Шрифт:
Интервал:
Закладка:
«Наш разговор Иван начал (да и закончил тоже) со своей тревоги».
Рубрика «Наши солнышки».
«Она любит кофточки с тату».
«Во мне внезапно проснулась пребывавшая в многолетней дреме ностальгия по городу на Неве».
«Позади прилавка лежала необыкновенной красоты голубоглазая собака породы сибирская хаски. Оказалось, что она только что после операции – аборта. Мне это показалось любопытным, и я попросила Эльвиру рассказать о ее жизни читателям журнала».
Нет-нет, никаких солнышек и собачьих абортов!
Только продуманные заголовки, легкая, как шампанское, холодное и острое, игра слов, стильный макет. Когда-то, сидя на верстке, следя за тем, не соскочила ли у верстальщика нужная строчка, там ли врез, я и не думала, что буду когда-нибудь делать газету от альфы до омеги, и каждая отбивка с самого начала будет моей.
– Ну ты с ума сошла, – похохатывал Рома и виртуозно выпускал сигаретный дым из уголка сложенных в галочку губ, но дал нам фотоаппарат, которым можно сделать настоящие репортажные снимки.

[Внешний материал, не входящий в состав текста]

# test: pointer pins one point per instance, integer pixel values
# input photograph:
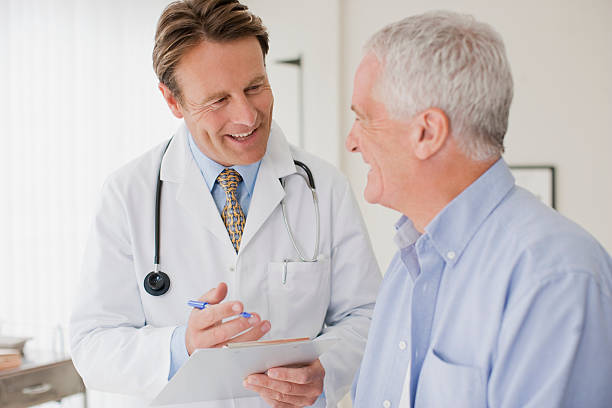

Я снова пишу. Про славянских проституток на венском Гюртеле; я разговариваю с ними в дешевых забегаловках, и самое интересное они рассказывают только после того, как я выключу диктофон – подержанный, громоздкий, который прослужил, наверное, лет двадцать, прежде чем его мне отдали. Я расспрашиваю женщин, которые выходят на рейды Streetwork, – участие въелось у них в морщины вокруг глаз, те морщины, что появляются после тридцати. Они знают о проститутках, говорящих по-русски, все, как будто те им родные.
Я пишу о том, как получить алименты и спастись от домашнего насилия. Я встречаюсь с юристами и политиками, чиновниками и полицейскими – я доверху наполняюсь людскими историями. Я рассказываю, как эмигранту выжить. Потому что пока об этом, кроме меня, рассказать было некому.
Ты летишь со скалы вниз – и кажется, что на камни; поэтому ты зажмурил глаза, и ноги совсем похолодели, и все внутри выпрыгнуло, куда-то делось в ожидании воды, в которую ты должен войти сложенными над головой руками.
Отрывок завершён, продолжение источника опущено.